- Uwzględnimy najwyższy rok, największe zakupy dokonane kiedykolwiek przez Chiny u naszych farmerów, które wyniosły ok. 15 mld dolarów i zrobimy coś dla naszych farmerów, aby mieli się dobrze — powiedział prezydent dziennikarzom w Białym Domu.
Farmerzy stanowiący kluczową część elektoratu Trumpa odczuli najbardziej wojnę celną, bo amerykańska soja jest największą pozycją w eksporcie rolnym, a wysyłka tego ziarna do Chin zmalała w 2018 r. do poziomu najniższego od 16 lat. Sprzedaż soi na innych rynkach nie pokryła tego spadku — pisze Reuter.
Minister rolnictwa Sonny Perdue poinformował wcześniej, że Trump polecił mu przygotować plan pomocy rolnikom w związku z dużym wpływem wojny handlowej na rolnictwo.

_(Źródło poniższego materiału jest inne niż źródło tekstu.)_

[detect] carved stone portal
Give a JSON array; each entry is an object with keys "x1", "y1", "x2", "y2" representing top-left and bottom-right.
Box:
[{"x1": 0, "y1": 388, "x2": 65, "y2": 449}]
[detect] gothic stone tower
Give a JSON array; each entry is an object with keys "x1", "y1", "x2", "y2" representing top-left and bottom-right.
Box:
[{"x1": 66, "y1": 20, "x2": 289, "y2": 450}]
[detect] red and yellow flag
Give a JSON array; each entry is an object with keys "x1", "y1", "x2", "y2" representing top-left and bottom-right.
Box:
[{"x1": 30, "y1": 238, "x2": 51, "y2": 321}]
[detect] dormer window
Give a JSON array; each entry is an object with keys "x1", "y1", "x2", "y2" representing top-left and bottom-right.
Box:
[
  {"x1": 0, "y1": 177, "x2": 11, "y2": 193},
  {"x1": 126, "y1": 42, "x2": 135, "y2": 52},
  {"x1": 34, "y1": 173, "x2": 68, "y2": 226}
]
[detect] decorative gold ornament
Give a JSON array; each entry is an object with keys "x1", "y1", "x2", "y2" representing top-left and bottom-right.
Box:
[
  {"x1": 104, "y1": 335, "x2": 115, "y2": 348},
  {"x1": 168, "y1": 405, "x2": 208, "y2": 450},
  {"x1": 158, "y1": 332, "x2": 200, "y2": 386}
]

Nowy program pomocy będzie drugim, w ubiegłym roku resort rolnictwa przeznaczył 12 mld dolarów na wyrównanie niższych cen płodów rolnych i mniejszej sprzedaży z powodu sporów handlowych Waszyngtonu z Chinami i z innymi krajami.
- Z tych miliardów dolarów, jakie dostaniemy (z cła od chińskiego importu) mała część trafi do naszych farmerów, bo Chiny zastosują retorsje zapewne w pewnym zakresie wobec naszych farmerów — powiedział Trump.
Cła nie płaci chiński rząd, ani firmy z tego kraju, a importerzy chińskich towarów, zwykle firmy amerykańskie albo zarejestrowane w Stanach oddziały firm zagranicznych.